Glass entered the ranks of professional hockey players with a bang, recording his first professional assist/point on Mar. 25 in just his second game with the Amerks. In all, he played in four games for Rochester, finishing with one assist and a plus-three rating.
The 6-foot-1 forward also completed his brief spell in Rochester with five minutes in penalties and a sore left hand after getting involved in his first professional fight.
“I’ve been waiting for that for four years,” said Glass after the game.
While in Rochester, Glass likely caught the eyes of many National Hockey League scouts and coaches. With his trademark lumberjack appearance and composed-beyond-his-years play on the ice, he is certainly a difficult player to forget.
Amerks head coach Randy Cunneyworth certainly liked what he saw.
“He’s very good, a hard worker,” said Cunneyworth, who is behind the Amerks’ bench for a seventh year this season. “He’s good at both ends, and he’s not afraid to go into traffic. It’s no surprise that he’s captain of his team back at school. He’s very coachable and eager to learn. We threw him into the fire and he did a great job. He definitely made good on his opportunity here.”
As his Spring Break came to a close, Glass was forced to leave his new team and head back to Dartmouth to wrap up his final semester. After his last game in Rochester, Glass packed up his equipment and said his goodbyes. He exchanged phone numbers with several of his new teammates and walked out the door of the Blue Cross Arena with his green Dartmouth bag over his shoulder.
“It was fun,” said Glass of his first professional experience. “It was good to come in and measure myself up against other players. It was a pleasure playing with a bunch of great guys and for a great organization. Everyone was very professional.”

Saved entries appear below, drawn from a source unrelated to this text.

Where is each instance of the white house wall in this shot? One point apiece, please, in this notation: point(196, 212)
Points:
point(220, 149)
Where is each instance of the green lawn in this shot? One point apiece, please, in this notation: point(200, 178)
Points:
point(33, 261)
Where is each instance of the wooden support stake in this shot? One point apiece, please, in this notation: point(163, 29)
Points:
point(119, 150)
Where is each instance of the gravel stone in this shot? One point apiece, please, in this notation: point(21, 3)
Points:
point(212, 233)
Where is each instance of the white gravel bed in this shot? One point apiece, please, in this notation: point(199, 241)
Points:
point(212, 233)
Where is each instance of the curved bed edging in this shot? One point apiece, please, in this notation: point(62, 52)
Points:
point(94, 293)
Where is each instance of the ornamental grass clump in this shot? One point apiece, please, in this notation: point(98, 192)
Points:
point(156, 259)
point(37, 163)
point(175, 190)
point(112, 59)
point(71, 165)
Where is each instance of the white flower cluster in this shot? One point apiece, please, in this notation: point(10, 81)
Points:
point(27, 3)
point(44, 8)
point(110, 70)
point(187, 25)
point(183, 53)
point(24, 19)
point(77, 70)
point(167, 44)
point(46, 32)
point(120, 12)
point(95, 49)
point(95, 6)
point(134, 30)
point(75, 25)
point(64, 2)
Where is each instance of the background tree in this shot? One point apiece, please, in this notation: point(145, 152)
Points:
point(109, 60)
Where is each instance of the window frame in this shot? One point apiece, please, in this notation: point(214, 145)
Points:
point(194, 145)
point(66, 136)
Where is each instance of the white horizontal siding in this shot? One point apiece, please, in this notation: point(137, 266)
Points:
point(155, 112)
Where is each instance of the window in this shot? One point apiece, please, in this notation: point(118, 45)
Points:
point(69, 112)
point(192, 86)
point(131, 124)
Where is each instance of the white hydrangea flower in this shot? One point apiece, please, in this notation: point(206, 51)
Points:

As he made his exit at the Blue Cross Arena and the door slowly shut behind him, axioms about doors being opened and the crossing of thresholds came to mind. Perhaps the most fitting adage for the situation, however, has to do with having a foot in a door. Glass’ foot is definitely there, and judging by his performance in his first week as a professional player, it will not be long before someone relieves his foot and lets him back in.